Despite this tariff relief, the Swiss National Bank (SNB) has decided to maintain its policy interest rate at 0%, with expectations to do so through 2026, even amidst a drop in inflation to 0%. Experts suggest that this stable approach is essential, as a recession-triggered return to negative rates may not be warranted according to current economic indicators.
UBS has revised its forecasts downwards for the CHF, citing the strong fundamentals of the currency amid persistent global uncertainties. The new forecast for the EUR/CHF exchange rate is anticipated at 0.93 in September and 0.94 through June 2026, indicating a slight bearish sentiment compared to previous expectations.

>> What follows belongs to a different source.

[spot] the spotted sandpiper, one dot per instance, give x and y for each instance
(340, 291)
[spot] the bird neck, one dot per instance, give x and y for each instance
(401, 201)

Compounding these challenges, the SNB reported significant financial losses of CHF 15.3 billion for the first half of 2025, driven primarily by a loss on foreign currency positions. This underscores the complexities the bank faces in maintaining currency stability amidst fluctuating global markets.
Currently, the CHF to USD is near 1.2593, reflecting a slight increase of 0.7% above its three-month average. The CHF to EUR is at 1.0742, also near its three-month average, while the CHF to GBP remains stable at 0.9408. Notably, the CHF to JPY has seen more volatility, trading at 195.9, which is 2.4% above its three-month average, indicating cautious optimism among traders. These movements suggest that while uncertainties persist, the current economic adjustments could bring about a beneficial stabilization for the Swiss franc in the near future.